According to Singh, the invariant object recognition has always been a very challenging task in computer vision, but this can be achieved easily by a three-year old child. And CNNs lack the processing mechanism that humans possess. Case in point – in a cluttered image (with objects in the foreground and background), improving the recognition accuracy in cluttered images is even more difficult.

Of late, there has been a groundswell of research in this area and this feed-forward architecture has inspired a new generation of bio-inspired computer vision systems termed Deep Convolutional Neural Networks (DCNN), that are pegged as “the best algorithms for object recognition in natural images”. The research suggests that humans recognize objects via 2D template matching, as opposed to constructing 3D object models, and DCNNs are gradually inching towards close-to-human level performance in object recognition accuracy.

Citing a use case from the e-commerce sector, Singh demonstrated how users are demanding an in-store experience with search recommendation built. Users have gravitated from catalogs to photos clicked from streets. “A photograph from the street visual search use case is quite complicated since the input image is very different and could have lots of different variations. The difference between visual search and visual browse could be more how to classify. One will have to learn invariances to certain things – pose invariance and background invariance which is extremely important for visual browsing,” he shared.

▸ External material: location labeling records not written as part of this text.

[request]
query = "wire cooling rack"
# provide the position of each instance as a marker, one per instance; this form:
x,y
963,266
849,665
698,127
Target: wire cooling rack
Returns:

Outlook gearing towards cognitive systems

In the last few years, there has been a lot of buzz around cognitive systems. IBM defines cognitive systems as “deterministic, programmable systems that perform operations to a world of probabilistic, cognitive systems that create hypotheses and make recommendations”. According to a white paper authored by IBM Research’s John E Kelly, these cognitive systems are not meant to replace human thought or actions — but rather augment them and will lead to products and services that can think. Powered by continuous learning, these cognitive systems will automate repetitive tasks. So, in a way the much-touted ‘man vs. machine’ argument is just a misguided marketing gimmick since it is still early days for cognitive computing.